Este año se cumplen muchos aniversarios en Santa Cruz de Mudela. Por un lado se celebran los 800 años desde la batalla de las Navas de Tolosa, tras la cual y siempre según el mito y la leyenda, tuvo origen la fundación de la localidad. Pero también se celebran los 150 años de la llegada del ferrocarril, un hecho importantísimo que ya hemos ido comentando en este mismo blog. Con motivo de tanta efeméride histórica y dada la circunstancia de ser yo investigador en la materia (lo que hoy en día no te da de comer pero alivia las penas) estoy colaborando con el CEIP Cervantes de la localidad. Isabel, la directora, se puso en contacto conmigo a través de un buen amigo, mejor persona y excelente conversador (Paco) y decidimos iniciar algunas actividades que reflejasen y diesen contenido a las efemérides. Resulta ocioso afirmar que yo únicamente he puesto mi presencia y mi voz: todo el trabajo y el mérito hay que dárselos al equipo de docentes del CEIP, que han llevado a cabo una serie de actividades muy vistosas para conmemorar las Navas y el ferrocarril. Desde castillos y vagones de tren por los pasillos a una exposición de fotografías, creo que lo realizado por los alumnos tiene un enorme valor, máxime si tenemos en cuenta los tiempos en los que vivimos, en los que se priman más otras actividades que procuran un placer instantáneo y se olvidan en los cajones los trabajos en pro de la cultura y la sensibilidad. Por descontado, en el asunto han tenido mucho que decir las familias, que se han volcado con las peticiones de la dirección del centro y que han colaborado gustosamente para que todo el proyecto marchara por la vía correcta. Cuando veo trabajar a estos profesionales, cuando veo su entusiasmo en todas y cada una de las fases educativas, es cuando más duro me golpea la miseria de los políticos que nos gobiernan. No voy a realizar otro alegato en pro de la educación pública (tal vez otro día), pero es en momentos como éste cuando uno se da cuenta de hacia dónde pretenden llevarnos los que, sin ningún conocimiento de educación, sin haber entrado nunca en un aula y sin conocer los entresijos de la enseñanza, se ponen la medalla de salvadores de la patria y aplican recortes desaforados que van a repercutir no solamente en los docentes, sino también en el alumnado. Espero equivocarme.
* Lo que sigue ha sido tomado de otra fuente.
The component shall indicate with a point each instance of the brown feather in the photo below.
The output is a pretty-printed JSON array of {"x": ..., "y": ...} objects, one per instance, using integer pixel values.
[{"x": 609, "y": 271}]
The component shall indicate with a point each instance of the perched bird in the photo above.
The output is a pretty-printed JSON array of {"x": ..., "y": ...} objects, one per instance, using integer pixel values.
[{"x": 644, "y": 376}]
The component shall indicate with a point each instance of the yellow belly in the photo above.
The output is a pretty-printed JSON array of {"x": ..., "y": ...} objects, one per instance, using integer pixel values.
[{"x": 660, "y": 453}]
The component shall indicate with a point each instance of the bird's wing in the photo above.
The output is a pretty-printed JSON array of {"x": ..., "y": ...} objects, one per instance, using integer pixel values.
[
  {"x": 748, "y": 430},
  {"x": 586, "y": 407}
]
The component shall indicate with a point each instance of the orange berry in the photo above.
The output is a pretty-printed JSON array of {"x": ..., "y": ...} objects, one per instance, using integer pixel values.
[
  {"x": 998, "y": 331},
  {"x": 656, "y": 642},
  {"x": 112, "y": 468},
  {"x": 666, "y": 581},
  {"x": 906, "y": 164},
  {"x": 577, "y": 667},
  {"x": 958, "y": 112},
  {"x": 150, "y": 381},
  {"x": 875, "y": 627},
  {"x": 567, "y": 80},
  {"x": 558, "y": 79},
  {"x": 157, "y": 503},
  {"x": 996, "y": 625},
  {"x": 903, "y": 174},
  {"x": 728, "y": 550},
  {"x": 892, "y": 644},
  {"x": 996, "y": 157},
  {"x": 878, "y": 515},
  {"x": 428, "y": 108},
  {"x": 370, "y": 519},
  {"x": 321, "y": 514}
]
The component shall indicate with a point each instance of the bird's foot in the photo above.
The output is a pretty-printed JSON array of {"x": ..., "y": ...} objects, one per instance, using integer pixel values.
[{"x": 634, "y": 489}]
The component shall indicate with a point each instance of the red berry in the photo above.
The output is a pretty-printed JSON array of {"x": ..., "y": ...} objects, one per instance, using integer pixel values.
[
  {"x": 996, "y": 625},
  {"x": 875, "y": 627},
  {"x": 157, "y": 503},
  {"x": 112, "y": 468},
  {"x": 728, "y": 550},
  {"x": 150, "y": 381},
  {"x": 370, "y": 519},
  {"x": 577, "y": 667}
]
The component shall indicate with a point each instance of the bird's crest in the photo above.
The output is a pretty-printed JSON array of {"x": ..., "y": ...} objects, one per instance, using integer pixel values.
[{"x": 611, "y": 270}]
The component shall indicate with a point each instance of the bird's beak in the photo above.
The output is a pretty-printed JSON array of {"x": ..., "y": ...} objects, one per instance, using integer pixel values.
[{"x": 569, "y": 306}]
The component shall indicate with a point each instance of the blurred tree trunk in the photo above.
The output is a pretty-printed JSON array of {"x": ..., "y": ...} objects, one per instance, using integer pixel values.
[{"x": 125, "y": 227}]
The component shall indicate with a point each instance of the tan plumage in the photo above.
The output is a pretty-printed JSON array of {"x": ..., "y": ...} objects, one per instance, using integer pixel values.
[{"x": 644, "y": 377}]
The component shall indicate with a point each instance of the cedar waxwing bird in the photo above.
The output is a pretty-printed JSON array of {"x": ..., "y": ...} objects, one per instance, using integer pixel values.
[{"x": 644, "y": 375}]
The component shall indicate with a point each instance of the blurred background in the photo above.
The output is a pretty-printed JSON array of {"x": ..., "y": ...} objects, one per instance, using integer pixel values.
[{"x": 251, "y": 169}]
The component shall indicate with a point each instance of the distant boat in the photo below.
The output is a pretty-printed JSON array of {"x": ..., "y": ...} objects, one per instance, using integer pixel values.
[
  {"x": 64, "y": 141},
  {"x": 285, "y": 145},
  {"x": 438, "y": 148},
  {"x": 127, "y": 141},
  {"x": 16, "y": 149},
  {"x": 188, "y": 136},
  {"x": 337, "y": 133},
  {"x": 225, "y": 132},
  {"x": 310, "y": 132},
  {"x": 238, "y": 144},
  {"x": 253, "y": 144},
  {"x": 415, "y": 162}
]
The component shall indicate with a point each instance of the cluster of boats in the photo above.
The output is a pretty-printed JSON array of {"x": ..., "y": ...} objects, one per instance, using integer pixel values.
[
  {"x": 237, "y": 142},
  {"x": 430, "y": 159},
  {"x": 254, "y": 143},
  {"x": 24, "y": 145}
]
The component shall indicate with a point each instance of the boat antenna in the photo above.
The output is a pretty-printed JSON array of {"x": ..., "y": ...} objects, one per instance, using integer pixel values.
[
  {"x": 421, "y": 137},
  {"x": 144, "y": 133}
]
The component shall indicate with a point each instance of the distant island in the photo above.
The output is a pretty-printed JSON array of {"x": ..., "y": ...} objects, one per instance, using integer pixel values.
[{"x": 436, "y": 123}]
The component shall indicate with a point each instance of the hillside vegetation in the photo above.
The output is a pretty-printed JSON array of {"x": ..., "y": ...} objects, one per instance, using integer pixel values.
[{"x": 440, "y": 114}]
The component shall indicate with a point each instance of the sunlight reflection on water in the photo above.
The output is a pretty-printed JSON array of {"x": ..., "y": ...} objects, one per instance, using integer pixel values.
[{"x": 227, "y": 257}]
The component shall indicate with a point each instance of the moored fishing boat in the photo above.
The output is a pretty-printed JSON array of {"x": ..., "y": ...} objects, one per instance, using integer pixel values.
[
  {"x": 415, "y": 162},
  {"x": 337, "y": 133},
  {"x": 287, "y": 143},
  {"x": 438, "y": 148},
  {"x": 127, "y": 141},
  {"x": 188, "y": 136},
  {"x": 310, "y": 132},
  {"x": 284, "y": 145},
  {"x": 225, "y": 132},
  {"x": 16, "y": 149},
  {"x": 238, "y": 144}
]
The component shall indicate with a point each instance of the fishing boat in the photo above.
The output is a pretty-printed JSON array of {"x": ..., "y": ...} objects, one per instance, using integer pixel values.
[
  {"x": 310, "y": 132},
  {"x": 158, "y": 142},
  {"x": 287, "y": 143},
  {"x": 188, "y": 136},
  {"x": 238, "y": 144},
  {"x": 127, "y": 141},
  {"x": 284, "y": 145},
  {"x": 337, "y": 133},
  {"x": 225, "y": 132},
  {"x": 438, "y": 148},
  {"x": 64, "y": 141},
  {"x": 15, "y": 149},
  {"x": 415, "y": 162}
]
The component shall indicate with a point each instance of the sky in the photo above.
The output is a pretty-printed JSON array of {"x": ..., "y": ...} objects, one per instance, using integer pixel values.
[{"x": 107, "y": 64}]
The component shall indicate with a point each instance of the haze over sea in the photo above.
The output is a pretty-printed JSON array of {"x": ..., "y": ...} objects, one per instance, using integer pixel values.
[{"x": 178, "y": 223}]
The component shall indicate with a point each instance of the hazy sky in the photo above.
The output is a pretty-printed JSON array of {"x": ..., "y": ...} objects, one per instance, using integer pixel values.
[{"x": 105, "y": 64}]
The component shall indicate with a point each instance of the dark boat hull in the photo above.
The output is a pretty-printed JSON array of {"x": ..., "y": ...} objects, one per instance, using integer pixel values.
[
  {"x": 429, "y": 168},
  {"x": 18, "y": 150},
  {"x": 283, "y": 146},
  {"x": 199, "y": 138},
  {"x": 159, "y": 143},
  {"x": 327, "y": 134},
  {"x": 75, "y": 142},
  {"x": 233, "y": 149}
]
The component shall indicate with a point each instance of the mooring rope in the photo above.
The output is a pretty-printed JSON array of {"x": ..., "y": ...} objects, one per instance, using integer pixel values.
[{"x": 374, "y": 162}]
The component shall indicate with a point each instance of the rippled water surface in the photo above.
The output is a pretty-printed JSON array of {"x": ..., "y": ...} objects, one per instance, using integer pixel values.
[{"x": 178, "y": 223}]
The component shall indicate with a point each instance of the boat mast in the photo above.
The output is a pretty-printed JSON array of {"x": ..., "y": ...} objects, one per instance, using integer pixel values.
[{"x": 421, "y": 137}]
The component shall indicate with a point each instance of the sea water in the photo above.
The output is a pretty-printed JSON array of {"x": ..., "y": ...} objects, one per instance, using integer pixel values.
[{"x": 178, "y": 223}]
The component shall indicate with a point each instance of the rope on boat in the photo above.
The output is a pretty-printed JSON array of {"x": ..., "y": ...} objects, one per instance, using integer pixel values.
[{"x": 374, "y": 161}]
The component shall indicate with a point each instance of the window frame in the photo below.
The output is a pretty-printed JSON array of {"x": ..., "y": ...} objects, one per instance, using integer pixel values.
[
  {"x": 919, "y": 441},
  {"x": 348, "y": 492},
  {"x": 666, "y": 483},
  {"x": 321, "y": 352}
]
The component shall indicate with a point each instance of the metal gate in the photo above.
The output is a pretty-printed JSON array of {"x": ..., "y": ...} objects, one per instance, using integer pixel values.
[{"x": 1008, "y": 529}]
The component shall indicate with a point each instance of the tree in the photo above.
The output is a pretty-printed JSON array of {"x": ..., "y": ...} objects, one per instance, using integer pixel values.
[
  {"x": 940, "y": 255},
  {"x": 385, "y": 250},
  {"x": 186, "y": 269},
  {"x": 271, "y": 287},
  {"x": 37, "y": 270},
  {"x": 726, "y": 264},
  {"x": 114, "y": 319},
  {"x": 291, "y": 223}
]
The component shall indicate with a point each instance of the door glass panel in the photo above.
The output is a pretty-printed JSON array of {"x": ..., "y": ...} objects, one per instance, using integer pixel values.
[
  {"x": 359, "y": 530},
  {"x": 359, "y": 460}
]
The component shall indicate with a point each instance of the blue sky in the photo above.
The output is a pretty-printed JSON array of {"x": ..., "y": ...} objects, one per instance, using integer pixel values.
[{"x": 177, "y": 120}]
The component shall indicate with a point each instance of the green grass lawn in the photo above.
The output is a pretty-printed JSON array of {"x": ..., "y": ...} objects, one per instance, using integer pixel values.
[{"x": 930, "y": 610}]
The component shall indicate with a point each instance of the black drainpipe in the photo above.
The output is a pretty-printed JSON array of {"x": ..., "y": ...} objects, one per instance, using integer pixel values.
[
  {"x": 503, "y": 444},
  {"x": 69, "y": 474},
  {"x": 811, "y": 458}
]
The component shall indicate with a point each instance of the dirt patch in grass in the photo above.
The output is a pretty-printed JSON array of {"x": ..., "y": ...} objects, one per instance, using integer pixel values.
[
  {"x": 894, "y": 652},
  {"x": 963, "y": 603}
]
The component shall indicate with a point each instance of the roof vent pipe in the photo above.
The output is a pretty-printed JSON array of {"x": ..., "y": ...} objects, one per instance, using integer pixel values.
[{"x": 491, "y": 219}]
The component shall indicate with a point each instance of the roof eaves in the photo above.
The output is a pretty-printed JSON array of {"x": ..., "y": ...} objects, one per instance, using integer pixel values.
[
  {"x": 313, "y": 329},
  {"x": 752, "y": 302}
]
El viernes 1 de junio llevamos a cabo la última de estas actividades: una visita a la estación del ferrocarril. El día no acompañó del todo (hacía mucho calor), pero el grupo de chavales era bastante animoso y, sobre todo, alegre. Hicimos un pequeño alto para que los chicos contemplaran la fábrica de harinas aledaña a los terrenos de la estación y después estuvimos viendo las instalaciones de la misma acompañados de Vicente, trabajador del ferrocarril. Tuvimos incluso la suerte de contemplar tres trenes (un Media distancia y dos talgos) que hicieron las delicias de los chicos, además de las explicaciones técnicas de Vicente de los cambios, las balizas, etc. En resumen, un día magnífico que tuvo un buen colofón con las preguntas de los alumnos.
En estos tiempos que corren resulta grato certificar el compromiso que los maestros/as tienen con sus alumnos y con la educación en general. No solamente se enseña en las aulas: las salidas, excursiones y visitas sirven para que los chicos/as aprehendan un montón de cosas que, de otra manera, sería imposible acometer en clase. Y me congratula el que unos niños de segundo pasen tan buen momento con el ferrocarril, sobre todo ahora que es una pálida sombra de lo que un día fue. No sé quétendrán las ruidosas locomotoras que provocan tal fascinación. Bueno, sí lo sé pero no puedo decirlo...
Hasta la próxima.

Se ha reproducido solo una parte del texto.